Иван дернулся, словно от удара в спину. Медленно, мучительно медленно он оглянулся. Никита лучезарно улыбнулся и помахал рукой:

— Вань! Ну пока!

Иван кивнул и прошептал:

— Пока.

И наконец побрел по улице, чувствуя себя совершенно опустошенным и нечеловечески усталым. Противоречивые чувства владели им. И злость на самого себя — струсил, не сказал… И чувство вины — Никита ничего не знает, даже не подозревает, считает его, Ивана, верным другом… И черное отчаяние — как же теперь быть, нельзя же так жить, в противоестественном тройственном союзе… Иван чуть не плакал.

Никита долго смотрел ему вслед, и, пока Столбов не исчез из виду, на лице его сохранялось выражение глуповатой озадаченности и обиды — он не сразу вышел из образа радушного хозяина, от которого внезапно и беспричинно сбежал дорогой гость.

Потом вдруг — словно окно захлопнулось — лицо сделалось жестким и хитрым. Голощекин коротко хмыкнул и по-птичьи дернул головой. Засмеялся беззвучно.

Бежит, голубчик. Беги-беги, пока можно, недолго тебе еще скакать. Поговорить ему захотелось. Освободиться решил. Слинять. Погоди, дружок, я тебя еще повожу, крючок-то только жабры зацепил. А ты заглотни как следует, чтоб до самого нутра дошло, чтоб за кишки зацепилось! Вот тогда и потянем.

Никита чувствовал легкий озноб и учащенное сердцебиение. Как удачливый игрок, сорвавший крупный куш. Или охотник, загнавший наконец давно преследуемого зверя. Он знал, что такое азарт. Играть и выигрывать — в этом был смысл его жизни. Но ему были смешны дураки, проигрывающие состояния в карты или в рулетку. Нет, это все забавно, при случае стоит попробовать. Но все-таки самая интересная игрушка — это человек. Теплый, кровоточащий, живой. А самая лучшая, самая увлекательная игра — это игра без правил. Правила устанавливает он — Никита Голощекин. Каждый день — разные. Чтоб не скучно было.

Управлять людьми — занятие увлекательное, затягивающее, острое. Управлять так, чтобы они понятия не имели, что кто-то дергает за веревочки. Вот истинное искусство. Когда Голощекин получит то, к чему стремился всю свою жизнь, — а он непременно получит все, — его, вполне возможно, постигнет разочарование. Поскольку, как известно, процесс зачастую важнее и интереснее результата.

Никита вздохнул. Быстро парнишка сломался, а хотелось позабавиться как следует — привести его домой, понаблюдать, как они с Мариной стараются не смотреть друг на друга, трясутся, как заячьи хвосты. Ну ладно, наше от нас не уйдет.

В сущности, все они уже были мертвы — сержант Братеев, лейтенант Столбов, любимая жена Марина… И еще не знали об этом, шевелились, карабкались куда-то, думали свои простенькие думы и надеялись на свои маленькие счастья. А Голощекин смотрел на них сверху и ласково улыбался. Он их не обидит. Убьет не больно. А может, и больно. Если передумает.

А Маринка смо-отрит. Гадает, что ему Столбов наговорил. И что Никита понял из его жалкого лепета. Знает или не знает… Знает или не знает…

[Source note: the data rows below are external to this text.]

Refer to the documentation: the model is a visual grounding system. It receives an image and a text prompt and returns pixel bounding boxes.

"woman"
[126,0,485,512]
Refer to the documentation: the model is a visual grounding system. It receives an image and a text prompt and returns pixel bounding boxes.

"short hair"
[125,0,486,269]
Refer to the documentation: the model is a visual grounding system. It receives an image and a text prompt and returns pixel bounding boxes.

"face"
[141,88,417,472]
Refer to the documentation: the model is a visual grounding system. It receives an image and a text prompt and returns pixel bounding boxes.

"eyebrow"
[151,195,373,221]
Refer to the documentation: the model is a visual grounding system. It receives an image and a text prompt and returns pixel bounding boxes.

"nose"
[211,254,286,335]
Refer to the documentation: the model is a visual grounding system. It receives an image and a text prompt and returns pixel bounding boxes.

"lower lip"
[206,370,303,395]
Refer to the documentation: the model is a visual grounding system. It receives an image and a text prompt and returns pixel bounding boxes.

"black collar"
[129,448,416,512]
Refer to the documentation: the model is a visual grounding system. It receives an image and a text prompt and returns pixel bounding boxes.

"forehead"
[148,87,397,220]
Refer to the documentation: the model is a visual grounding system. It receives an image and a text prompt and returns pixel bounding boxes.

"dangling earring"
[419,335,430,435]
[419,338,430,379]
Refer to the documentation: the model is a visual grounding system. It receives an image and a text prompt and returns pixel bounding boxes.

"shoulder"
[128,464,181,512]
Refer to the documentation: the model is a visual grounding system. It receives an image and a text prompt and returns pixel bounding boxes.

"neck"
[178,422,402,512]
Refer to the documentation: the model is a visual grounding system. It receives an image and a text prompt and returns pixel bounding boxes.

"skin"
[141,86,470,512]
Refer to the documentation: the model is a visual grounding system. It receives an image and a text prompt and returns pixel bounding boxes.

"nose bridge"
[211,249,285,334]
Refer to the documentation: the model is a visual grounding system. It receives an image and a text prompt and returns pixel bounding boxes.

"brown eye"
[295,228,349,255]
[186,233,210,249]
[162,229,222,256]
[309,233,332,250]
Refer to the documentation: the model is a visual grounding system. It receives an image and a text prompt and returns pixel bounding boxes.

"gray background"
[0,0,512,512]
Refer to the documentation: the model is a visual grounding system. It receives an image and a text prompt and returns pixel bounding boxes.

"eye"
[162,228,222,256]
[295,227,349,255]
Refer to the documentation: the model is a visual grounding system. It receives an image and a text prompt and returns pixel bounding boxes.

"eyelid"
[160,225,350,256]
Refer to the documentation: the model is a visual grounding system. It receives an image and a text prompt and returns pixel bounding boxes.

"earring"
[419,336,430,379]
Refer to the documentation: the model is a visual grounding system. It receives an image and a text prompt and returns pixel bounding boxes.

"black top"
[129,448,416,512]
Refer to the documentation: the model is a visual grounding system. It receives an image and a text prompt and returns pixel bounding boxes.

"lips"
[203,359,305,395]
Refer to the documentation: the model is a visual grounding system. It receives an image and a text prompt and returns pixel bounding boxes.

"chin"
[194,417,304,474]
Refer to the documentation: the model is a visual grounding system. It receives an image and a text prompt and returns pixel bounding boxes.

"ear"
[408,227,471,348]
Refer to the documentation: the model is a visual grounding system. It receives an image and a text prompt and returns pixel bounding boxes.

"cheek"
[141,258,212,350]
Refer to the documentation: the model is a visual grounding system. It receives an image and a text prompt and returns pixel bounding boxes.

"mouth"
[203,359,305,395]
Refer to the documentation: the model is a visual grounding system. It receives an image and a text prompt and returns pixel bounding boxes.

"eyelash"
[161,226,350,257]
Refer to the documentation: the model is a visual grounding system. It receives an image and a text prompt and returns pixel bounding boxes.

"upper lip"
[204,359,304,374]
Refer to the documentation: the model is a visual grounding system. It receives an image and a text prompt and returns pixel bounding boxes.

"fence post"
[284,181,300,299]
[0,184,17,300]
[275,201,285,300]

Да что ты, милая, ничего я не знаю. Я тебе верю, как самому себе. Я тебя люблю больше жизни. Твоей жизни, дорогая.

Голощекин повернулся и радостно помахал Марине, стоявшей у закрытого окна.

Она давно там стояла и видела всю сцену. Их объятия (это Голощекин специально для нее придумал), разговор… И как Иван вырвался и ушел. Конечно, Марина не могла ничего слышать и теперь гадала, что там между ними произошло. Что Иван сказал Никите? И что Никита ответил ему? Почему Иван так стремительно ушел? Господи, да что же там произошло?!

Голощекин вошел в квартиру. Марина по-прежнему стояла возле окна.

— Тебе плохо? — нежно спросил он. — Ты вся бледная.

Никита подошел к жене, принялся растирать ей руки, согревать своим дыханием. Потом поднял на нее любящие глаза.

— А-а, ты скучала по мне. На пять минут тебя оставить нельзя… Сразу к окошку кидаешься!

Он обнял ее и, словно не замечая удивленного отчужденного взгляда, поцеловал душистые светлые волосы. Марина покорно склонила голову ему на грудь и спросила равнодушно, как бы между прочим:

— Иван зачем приходил?

Голощекин, поглаживая ее обнаженные руки, мимолетно усмехнулся:

— Да так… Про тебя спрашивал, — и с удовольствием почувствовал, как напряглось ее тело, сжалось, словно в ожидании удара. — Неласковая, говорит, у тебя Марина стала…

Руки его скользнули вниз, ощупывая и оглаживая Маринин живот. Она напряглась еще больше. Голощекин теснее прижался к ней и прошептал с умилением:

— О-о… Волнуется! И он волнуется. Нельзя… нельзя…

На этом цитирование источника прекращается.